OCAK AYI ENFLASYON VERİLERİ
Faiz indirimi kararının haklılığı, 3 Şubat’ta açıklanacak ocak ayı enflasyon verileriyle daha yoğun bir şekilde tartışılacak. Ocak ayında piyasa beklentisi %4 civarında olsa da, kamu zamları ve akaryakıt fiyatlarındaki artış nedeniyle enflasyonun %5 seviyesine ulaşma ihtimali bulunuyor. Bu durum, Merkez Bankası’nın faiz indirimi kararlarının eleştirilere daha açık hale gelmesine neden olacak.
DEĞİŞEN BİR ŞEY OLACAK MI?
Peki faiz indirimleri piyasa şartlarını ne ölçüye etkileyebilir? Sağlam, faiz indiriminin kredi ve mevduat faiz oranlarında önemli bir fark yaratmayacağını ifade ediyor. Özellikle politika faizinin %40’ların altına inmesi halinde belirgin bir değişim yaşanabileceği, ancak bu durumun 2025 yılının ikinci yarısından önce gerçekleşmesinin mümkün görülmediği belirtiliyor.

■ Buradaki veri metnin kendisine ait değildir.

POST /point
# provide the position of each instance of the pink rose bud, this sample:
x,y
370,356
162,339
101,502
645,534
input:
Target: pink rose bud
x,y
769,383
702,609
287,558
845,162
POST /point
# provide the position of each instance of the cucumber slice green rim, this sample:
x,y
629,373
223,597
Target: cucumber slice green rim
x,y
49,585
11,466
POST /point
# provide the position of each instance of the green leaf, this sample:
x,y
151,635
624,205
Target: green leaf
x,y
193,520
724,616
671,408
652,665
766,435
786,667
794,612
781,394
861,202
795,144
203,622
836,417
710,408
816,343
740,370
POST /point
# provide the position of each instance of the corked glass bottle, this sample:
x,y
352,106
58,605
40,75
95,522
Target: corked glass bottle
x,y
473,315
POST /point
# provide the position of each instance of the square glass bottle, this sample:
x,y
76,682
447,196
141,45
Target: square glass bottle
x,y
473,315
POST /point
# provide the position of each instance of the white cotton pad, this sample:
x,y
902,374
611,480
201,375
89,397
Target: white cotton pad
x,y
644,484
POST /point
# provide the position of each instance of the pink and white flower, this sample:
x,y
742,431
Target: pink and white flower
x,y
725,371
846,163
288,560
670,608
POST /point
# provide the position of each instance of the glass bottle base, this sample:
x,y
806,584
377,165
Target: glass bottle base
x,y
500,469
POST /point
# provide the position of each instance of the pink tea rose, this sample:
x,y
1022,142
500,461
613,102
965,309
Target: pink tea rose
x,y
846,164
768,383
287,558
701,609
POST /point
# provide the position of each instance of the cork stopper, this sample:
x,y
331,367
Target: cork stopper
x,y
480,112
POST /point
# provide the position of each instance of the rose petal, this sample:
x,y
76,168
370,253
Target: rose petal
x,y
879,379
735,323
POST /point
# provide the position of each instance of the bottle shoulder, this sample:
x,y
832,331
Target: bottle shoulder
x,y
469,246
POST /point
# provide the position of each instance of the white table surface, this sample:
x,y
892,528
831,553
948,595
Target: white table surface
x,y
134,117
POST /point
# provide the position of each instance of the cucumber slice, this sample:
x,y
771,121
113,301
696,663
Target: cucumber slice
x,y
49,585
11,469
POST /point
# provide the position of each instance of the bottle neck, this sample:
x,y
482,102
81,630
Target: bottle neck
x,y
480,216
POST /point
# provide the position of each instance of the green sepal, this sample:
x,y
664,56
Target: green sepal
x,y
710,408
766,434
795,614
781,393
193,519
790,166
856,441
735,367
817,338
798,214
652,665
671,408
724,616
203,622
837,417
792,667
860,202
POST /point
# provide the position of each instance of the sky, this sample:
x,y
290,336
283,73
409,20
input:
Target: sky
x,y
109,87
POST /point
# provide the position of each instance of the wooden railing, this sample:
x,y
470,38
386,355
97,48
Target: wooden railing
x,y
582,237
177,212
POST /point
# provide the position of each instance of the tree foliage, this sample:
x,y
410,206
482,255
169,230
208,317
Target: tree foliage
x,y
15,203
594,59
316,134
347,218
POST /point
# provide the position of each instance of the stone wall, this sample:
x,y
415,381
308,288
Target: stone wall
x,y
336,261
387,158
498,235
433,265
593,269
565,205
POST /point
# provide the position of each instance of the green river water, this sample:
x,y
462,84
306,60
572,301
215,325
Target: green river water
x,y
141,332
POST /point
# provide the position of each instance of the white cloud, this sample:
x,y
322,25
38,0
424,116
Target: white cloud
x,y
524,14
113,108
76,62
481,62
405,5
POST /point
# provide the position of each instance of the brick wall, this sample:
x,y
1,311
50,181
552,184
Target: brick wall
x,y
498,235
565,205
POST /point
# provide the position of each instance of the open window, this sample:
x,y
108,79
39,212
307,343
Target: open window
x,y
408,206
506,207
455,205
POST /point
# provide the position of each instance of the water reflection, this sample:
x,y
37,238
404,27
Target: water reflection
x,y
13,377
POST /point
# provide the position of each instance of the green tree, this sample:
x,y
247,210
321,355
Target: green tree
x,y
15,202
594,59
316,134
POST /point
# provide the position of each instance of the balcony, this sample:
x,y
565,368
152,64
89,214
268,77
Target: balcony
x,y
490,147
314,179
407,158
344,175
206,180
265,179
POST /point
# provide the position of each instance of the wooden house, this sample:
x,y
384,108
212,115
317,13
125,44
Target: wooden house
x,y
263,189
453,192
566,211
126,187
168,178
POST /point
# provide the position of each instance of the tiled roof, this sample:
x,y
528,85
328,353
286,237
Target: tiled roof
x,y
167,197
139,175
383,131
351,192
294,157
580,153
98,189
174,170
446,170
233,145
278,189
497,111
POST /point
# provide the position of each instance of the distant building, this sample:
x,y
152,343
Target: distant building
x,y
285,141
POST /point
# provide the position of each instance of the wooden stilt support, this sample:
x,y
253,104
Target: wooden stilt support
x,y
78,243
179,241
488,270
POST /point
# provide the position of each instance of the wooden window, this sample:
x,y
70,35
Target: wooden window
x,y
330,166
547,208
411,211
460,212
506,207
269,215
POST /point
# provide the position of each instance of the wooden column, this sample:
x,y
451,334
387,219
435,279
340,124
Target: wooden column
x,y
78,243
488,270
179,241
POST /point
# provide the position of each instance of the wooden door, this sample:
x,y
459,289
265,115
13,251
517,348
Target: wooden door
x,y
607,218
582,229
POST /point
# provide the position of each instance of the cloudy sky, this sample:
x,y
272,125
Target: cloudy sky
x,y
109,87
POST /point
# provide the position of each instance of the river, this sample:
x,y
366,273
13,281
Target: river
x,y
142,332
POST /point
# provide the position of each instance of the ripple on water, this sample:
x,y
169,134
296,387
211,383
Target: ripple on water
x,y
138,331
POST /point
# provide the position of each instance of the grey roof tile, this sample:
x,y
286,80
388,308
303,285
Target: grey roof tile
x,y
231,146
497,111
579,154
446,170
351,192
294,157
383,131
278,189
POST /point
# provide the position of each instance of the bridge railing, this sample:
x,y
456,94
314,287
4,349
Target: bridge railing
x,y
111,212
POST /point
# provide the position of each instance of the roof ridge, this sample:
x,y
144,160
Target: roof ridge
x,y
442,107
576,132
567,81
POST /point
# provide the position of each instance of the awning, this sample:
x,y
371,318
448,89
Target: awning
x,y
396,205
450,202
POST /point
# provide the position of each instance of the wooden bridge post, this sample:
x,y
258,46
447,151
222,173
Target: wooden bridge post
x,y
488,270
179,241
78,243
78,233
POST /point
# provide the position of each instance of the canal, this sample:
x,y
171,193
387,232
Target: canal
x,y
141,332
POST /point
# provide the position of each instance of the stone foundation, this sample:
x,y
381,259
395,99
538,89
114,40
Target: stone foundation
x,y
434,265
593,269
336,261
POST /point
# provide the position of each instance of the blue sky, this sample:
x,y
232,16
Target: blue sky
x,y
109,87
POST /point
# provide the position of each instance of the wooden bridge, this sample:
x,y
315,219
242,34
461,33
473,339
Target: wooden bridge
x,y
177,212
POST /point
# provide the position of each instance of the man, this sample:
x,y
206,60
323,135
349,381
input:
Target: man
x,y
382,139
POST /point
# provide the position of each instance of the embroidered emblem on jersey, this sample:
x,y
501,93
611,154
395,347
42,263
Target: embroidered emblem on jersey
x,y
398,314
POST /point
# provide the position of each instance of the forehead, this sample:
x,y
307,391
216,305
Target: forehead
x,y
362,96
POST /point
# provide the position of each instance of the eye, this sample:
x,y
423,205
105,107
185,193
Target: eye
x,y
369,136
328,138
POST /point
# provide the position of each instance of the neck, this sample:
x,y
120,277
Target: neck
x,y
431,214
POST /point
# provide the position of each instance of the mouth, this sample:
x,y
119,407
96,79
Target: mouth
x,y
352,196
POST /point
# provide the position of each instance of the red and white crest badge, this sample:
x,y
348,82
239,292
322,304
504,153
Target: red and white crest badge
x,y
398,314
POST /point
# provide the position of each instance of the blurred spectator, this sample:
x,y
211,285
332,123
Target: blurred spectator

2025 YILININ ZORLU GEÇMESİ BEKLENİYOR
2025 yılında gelen enflasyon verileriyle birlikte halkın refah seviyesinin ne kadar hızla eridiği daha net bir şekilde ortaya çıkacak. Yılın ilk 2 ayında asgari ücretin açlık sınırının altında kaldığını gösteren veriler, emekli ve çalışan kesimin ek zam taleplerinin artmasına yol açacak.